Filipinos must REFUSE to be manipulated by Philippine media!
NO, WE WILL NOT!
A concerted effort is being done to paint the President as a tyrannical despot, a threat to human rights, in the global mainstream media. UN seems to be coasting along. This is going towards the direction of lumping him with the hated dictators such as Qadaffi, or Milosevic, and others who presided over the massive violation of human rights among their own people, some even reaching genocidal proportions.
Even here at home, attempts by LP and anti-Duterte human rights advocates to liken him to Ferdinand Marcos are palpable.
Except that Marcos is now seen in a better light by the Filipino people. His son almost won (or in fact has won) the Vice Presidency. So this strategy of painting a Marcos into Duterte may just backfire.
And these Western agents of a decontextualized form of liberalism, clueless of the specific nuances inherent in cultures and in local histories as they are, fail to appreciate the nuances of our historical, social, political, cultural, economic, philosophical and psychological landscape. As structuralists would argue, the social institutions and the meaning systems embedded in culture, are largely responsible in defining the trajectories of history that unfold in a given setting. We are not Sudan. We are not Bosnia. We are not Rwanda or Guatemala. We are not Libya and the Levant.
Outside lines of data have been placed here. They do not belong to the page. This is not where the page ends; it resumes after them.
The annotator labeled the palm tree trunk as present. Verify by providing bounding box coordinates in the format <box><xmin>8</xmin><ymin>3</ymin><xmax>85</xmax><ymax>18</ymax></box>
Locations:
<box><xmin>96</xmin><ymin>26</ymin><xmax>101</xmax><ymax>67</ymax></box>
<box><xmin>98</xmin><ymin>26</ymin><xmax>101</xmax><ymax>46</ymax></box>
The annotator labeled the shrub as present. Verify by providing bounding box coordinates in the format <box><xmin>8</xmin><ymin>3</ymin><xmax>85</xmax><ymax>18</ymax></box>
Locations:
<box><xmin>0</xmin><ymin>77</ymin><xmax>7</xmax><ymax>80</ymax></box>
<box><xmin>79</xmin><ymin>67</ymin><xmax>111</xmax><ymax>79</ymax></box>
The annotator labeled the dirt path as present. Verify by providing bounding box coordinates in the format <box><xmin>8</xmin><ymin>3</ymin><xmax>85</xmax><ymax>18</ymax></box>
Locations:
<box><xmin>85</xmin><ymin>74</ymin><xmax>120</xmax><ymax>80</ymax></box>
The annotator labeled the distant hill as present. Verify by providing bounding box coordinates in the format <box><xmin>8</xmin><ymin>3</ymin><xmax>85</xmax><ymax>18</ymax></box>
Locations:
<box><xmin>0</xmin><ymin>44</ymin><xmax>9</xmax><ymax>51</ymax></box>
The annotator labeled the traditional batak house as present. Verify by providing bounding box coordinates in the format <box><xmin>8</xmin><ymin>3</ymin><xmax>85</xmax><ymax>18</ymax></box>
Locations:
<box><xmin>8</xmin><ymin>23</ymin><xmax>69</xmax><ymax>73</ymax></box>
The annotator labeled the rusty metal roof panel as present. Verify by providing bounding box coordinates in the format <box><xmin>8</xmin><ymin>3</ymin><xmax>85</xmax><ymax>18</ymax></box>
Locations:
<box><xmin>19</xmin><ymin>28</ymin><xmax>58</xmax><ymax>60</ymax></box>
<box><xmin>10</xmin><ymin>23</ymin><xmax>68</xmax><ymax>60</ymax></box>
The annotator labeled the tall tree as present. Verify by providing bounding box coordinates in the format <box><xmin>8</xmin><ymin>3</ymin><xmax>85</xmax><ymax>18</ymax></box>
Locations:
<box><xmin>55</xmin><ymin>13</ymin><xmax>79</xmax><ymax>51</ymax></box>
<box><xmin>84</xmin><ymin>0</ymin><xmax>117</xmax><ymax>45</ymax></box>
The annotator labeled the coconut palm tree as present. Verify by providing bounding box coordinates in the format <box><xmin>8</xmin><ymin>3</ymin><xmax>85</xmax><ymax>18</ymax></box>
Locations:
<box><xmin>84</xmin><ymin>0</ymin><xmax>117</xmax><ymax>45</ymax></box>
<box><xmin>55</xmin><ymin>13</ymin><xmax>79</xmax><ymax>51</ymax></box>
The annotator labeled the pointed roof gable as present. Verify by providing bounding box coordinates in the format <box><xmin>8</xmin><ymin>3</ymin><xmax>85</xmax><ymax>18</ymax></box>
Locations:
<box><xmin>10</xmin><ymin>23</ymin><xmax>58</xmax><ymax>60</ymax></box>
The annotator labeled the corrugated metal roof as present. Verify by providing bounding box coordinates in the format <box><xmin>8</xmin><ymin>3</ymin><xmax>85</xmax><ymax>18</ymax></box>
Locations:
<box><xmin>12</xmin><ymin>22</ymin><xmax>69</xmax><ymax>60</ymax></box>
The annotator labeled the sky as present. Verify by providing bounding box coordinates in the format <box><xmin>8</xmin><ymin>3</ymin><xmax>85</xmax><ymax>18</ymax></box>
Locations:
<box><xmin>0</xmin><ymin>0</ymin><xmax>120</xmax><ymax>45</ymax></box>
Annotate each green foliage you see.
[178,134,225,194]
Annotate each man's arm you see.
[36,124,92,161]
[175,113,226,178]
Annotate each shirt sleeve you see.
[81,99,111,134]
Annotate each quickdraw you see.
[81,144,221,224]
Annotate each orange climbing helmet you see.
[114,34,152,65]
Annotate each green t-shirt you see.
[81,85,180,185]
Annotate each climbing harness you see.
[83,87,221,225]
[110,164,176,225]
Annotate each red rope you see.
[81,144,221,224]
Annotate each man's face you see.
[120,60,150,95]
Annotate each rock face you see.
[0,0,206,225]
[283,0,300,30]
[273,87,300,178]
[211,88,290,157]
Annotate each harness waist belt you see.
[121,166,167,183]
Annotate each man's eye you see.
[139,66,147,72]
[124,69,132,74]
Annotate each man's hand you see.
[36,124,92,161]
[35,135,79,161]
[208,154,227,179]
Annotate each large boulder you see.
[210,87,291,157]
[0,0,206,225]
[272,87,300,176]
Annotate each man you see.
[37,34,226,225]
We are made of a different structural landscape, and our habitus and quotidians, our worldviews, our pains and horrors, and our hopes and dreams, have to be appreciated in our own contexts, and not of anchors in some foreign TV network, a journalist reporting on the Philippines, a UN official, or even a Westernized Filipino academic or human rights advocate.
During the tumultuous period of the first Aquino Presidency, when I was in Hawaii, a Pakistani friend of mine wondered how can we as a people manage to smile and even cheer as armed groups are battling it out in one coup episode of the several that visited Cory. She asserted that had the things that happened to us as country happened in Pakistan, there would be bloodshed.
Anderson Cooper marveled at how people in Tacloban managed to smile despite the pain of losing not only their properties but their loved ones. He even exhorted the whole world to learn from us, for surely we have taught humanity a powerful lesson for surviving.
There are many more stories. Traffic for us is negotiated not as legalistic rules but by a system of feeling what others do and adjusting as a community. We are perhaps the only people who laugh when somebody slips, not as a sign of insensitivity, but as a way to let the person who slipped know he or she is just fine. When we see a Pinoy in another place, we instantly make a connection even if contrived.
In this social and cultural landscape, with this concept of political order, and with this kind of psychology based on kapwa, how can one even imagine that we can easily descend into mayhem just because our political elites are at each other's throats?
Hell, we will not.
We are made of a stronger stuff than that.
In fact, to a soap-opera addicted mass base, this political drama is just one big reality TV.
So, this is my advise to the global media, and the purveyors of horror. Come to us. Learn our history. Understand what makes us a community.
And to the Filipinos who love to paint a grave and bleak picture of our future, this I have to ask you. Where have you been all your life?